My latest CD mini-review for WRTI, including podcast. You can read all my CD reviews here.

Harvest Home: Jay Ungar, Molly Mason, Nashville Chamber Orchestra

“Classical music” is not a single style, but an ever-widening variety. Because of this, classical audiences have the broadest tastes, and will happily listen to music on the borders of what others might consider “classical.” Take this CD by fiddler Jay Ungar and guitarist Molly Mason, which will also match the Thanksgiving spirit of any gathering you may be planning. The music blooms with the excellent Nashville Chamber Orchestra, conducted by Paul Gambill.

It’s a fusion of mostly-new music in a mostly-folk style, with salutes to Yanks, Cajuns, and Copland. It also includes one tune you may already know from the Ken Burns film The Civil War, “The Ashokan Farewell.”

Ungar wrote that tune as the closing song for the fiddle camp he runs in the Catskills. Its genius is that it sounds like it’s an Appalachian or Scottish lament, hundreds of years old. It’s a timeless melody, given a ravishing reading here with orchestra.

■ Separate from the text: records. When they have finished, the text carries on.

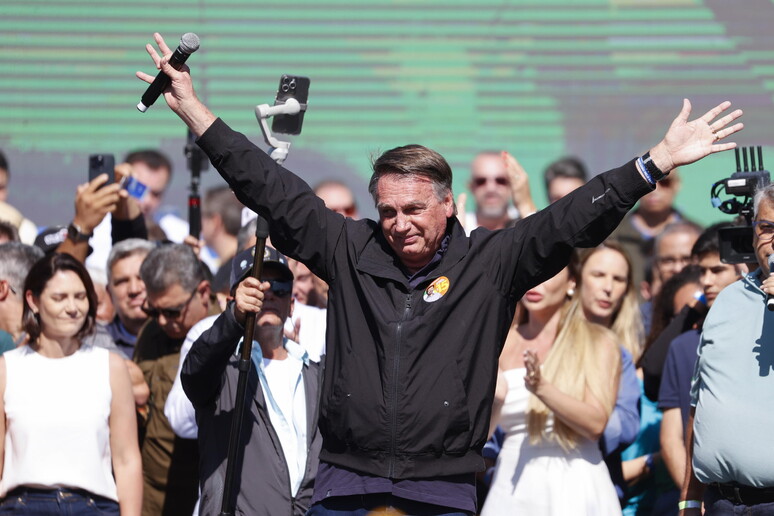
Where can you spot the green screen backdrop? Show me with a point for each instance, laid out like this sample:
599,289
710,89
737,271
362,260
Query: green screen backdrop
543,79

The Harvest Home Suite includes “Autumn,” with a re-imagining of “We Gather Together to Ask Our Lord’s Blessing,” a Dutch hymn-text translated to Latin by Austrian Eduard Kremser (who composed the tune), then to English by the New Yorker Theodore Baker, the originator of one of the standard music reference resources, Baker’s Biographical Dictionary. New Yorker Jay Ungar now folds this classic Thanksgiving hymn into this lovingly-played suite. Everything on the CD is performed with beauty and sheen. That’s something all classical audiences love.